つまり、いい制度ではありますが、なじむのに時間がかかるため、今後どうやって一般市民の間で認知度を高めてゆくのかが課題になるでしょう。「所得控除よりも、税額控除のほうがいいんだ」と言われても、具体的にどのぐらい得なのか、数字で示されないとわかりづらい。ですから、制度をできたあとに、きちんと社会システムとして根付かせてゆくことが大事だと思います。
—どうすれば、新しい制度が社会に根づいてゆくのでしょうか?
今回の改正は、震災や政局の変化などもあり、タイミング的に、ちょっと話題になりづらかった。メディア自身もよくわかっていないかもしれませんし、NPO自身も、まだちゃんと理解しているところは多くはないのではないでしょうか。ですので、政府だけでなく、メディアや、NPO法人自身がちゃんとこの制度を報道してゆき、社会にちゃんと根付かせる必要がある。今まで関心のなかった人にも、この制度の何がいいのかを理解してもらえるよう、表現の仕方に工夫が必要です。
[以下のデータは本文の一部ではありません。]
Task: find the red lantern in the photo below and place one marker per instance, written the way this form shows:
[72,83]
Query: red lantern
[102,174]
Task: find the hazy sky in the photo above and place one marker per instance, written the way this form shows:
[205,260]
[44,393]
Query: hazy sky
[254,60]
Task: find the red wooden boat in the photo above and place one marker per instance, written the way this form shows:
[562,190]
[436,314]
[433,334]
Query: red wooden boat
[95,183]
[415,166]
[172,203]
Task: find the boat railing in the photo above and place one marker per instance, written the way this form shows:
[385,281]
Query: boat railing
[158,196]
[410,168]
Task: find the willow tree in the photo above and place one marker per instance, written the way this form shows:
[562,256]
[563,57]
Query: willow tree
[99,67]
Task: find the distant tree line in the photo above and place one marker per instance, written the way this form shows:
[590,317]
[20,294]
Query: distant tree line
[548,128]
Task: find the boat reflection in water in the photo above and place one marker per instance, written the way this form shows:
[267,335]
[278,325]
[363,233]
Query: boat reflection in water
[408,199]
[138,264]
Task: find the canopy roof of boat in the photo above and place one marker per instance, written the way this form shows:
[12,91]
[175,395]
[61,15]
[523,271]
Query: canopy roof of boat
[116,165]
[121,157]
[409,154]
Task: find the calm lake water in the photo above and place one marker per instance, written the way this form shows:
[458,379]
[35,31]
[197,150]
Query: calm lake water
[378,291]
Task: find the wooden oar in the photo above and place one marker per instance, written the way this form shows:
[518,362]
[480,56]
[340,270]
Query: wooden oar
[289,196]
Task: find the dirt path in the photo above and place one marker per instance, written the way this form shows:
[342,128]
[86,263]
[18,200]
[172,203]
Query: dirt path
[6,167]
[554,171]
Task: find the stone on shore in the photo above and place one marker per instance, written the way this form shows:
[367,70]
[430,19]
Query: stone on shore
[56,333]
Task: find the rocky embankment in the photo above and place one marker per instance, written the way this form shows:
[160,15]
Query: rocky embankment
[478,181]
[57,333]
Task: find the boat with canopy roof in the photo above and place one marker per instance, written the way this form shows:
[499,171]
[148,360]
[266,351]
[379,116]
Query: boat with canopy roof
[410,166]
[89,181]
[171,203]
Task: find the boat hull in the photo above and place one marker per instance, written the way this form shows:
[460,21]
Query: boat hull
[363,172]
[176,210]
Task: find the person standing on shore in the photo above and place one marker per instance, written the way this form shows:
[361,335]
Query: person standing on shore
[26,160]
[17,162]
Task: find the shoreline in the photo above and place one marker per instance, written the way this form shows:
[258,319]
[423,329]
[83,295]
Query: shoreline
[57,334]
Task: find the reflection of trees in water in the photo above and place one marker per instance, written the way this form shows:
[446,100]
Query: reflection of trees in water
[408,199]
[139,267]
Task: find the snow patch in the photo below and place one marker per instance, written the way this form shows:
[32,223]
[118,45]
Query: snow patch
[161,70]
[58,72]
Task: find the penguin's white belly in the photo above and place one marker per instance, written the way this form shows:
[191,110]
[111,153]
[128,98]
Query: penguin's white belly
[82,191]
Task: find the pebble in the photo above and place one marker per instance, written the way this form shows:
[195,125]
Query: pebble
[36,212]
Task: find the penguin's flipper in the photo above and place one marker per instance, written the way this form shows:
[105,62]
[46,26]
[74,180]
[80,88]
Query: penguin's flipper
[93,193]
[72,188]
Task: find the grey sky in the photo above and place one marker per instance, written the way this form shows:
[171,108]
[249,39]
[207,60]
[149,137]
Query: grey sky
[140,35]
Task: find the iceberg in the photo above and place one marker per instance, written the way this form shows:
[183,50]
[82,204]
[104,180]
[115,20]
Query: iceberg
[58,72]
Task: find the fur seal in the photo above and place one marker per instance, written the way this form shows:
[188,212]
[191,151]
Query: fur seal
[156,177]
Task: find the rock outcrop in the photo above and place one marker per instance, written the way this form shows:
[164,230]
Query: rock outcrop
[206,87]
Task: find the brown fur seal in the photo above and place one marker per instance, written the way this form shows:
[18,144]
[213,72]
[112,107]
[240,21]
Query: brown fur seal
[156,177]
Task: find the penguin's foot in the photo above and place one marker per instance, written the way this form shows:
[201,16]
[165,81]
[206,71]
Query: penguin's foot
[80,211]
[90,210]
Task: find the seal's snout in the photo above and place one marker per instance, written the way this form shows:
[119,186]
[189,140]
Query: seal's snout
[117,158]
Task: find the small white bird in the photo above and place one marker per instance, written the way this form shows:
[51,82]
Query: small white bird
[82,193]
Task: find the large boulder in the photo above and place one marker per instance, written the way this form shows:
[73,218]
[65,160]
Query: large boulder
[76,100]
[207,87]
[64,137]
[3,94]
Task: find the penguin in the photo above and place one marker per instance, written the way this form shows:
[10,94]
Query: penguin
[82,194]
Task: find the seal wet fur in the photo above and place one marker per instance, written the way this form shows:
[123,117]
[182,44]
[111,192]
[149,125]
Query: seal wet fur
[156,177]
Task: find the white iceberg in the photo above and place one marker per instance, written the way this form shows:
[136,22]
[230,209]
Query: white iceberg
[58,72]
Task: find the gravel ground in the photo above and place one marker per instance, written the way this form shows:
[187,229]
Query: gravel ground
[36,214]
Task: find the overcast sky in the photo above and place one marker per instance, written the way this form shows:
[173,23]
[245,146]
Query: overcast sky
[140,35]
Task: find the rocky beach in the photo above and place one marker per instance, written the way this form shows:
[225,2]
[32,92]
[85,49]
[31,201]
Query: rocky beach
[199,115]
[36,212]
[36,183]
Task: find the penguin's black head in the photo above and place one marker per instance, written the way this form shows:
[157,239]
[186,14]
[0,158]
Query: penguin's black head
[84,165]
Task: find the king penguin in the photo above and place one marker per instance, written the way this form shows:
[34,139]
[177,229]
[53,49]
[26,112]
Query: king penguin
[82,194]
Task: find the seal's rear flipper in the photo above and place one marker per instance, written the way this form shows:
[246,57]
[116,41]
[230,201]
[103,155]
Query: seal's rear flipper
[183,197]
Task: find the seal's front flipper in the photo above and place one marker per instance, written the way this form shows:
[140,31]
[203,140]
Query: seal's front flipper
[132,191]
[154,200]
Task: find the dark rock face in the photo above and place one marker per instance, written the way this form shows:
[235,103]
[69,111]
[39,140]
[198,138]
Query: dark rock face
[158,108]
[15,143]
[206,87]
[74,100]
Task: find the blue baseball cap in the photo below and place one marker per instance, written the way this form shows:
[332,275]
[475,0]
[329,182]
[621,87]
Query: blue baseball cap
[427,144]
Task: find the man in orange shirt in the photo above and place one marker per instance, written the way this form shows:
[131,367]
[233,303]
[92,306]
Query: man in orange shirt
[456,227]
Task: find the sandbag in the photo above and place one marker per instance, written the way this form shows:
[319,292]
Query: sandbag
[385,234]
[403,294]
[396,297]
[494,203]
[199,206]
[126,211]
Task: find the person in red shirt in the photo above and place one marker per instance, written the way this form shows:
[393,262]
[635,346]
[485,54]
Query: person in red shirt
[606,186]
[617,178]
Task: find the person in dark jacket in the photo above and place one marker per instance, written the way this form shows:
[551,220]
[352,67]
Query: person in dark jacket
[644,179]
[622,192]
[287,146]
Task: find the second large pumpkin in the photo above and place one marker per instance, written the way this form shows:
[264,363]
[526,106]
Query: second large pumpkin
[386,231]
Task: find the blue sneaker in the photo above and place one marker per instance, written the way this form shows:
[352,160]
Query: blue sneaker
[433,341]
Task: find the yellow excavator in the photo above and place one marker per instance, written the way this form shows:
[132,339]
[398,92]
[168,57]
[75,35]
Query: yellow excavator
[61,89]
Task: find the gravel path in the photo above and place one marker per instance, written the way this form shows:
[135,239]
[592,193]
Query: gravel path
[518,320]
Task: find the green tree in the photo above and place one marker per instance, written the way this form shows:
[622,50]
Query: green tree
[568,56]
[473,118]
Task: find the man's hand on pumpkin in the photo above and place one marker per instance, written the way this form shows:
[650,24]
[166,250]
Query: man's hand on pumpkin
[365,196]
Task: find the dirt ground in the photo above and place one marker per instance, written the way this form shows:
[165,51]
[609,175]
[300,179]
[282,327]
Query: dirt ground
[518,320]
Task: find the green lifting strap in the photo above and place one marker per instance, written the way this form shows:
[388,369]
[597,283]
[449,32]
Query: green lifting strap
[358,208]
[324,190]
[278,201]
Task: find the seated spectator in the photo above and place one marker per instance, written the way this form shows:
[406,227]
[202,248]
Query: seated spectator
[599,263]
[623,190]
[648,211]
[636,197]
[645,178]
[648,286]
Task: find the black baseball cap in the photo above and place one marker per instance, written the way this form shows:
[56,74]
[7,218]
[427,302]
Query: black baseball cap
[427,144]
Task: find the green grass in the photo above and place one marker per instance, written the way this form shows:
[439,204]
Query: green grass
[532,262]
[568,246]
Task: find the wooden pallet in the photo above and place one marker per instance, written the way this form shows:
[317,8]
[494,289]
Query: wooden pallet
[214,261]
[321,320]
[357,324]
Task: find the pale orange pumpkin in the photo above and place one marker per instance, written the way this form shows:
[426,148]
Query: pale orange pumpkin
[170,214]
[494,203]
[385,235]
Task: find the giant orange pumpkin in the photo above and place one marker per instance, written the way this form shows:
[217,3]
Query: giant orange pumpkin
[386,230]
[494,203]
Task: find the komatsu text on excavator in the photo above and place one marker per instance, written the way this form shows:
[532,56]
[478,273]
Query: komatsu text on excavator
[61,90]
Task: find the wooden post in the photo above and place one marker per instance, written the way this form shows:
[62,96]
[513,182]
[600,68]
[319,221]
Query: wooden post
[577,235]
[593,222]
また海外に対しても、「今まで日本のNPO税制は遅れている」という認識が根付いているので、そこはきちんと発信してゆく必要があります。NPO自身が宣伝するのはちょっとダイレクトすぎるかもしれませんので、第三者的立場の人、寄付する側の人びとが「こんないい制度だよ」と間接的に広めてゆく必要があるのではないでしょうか。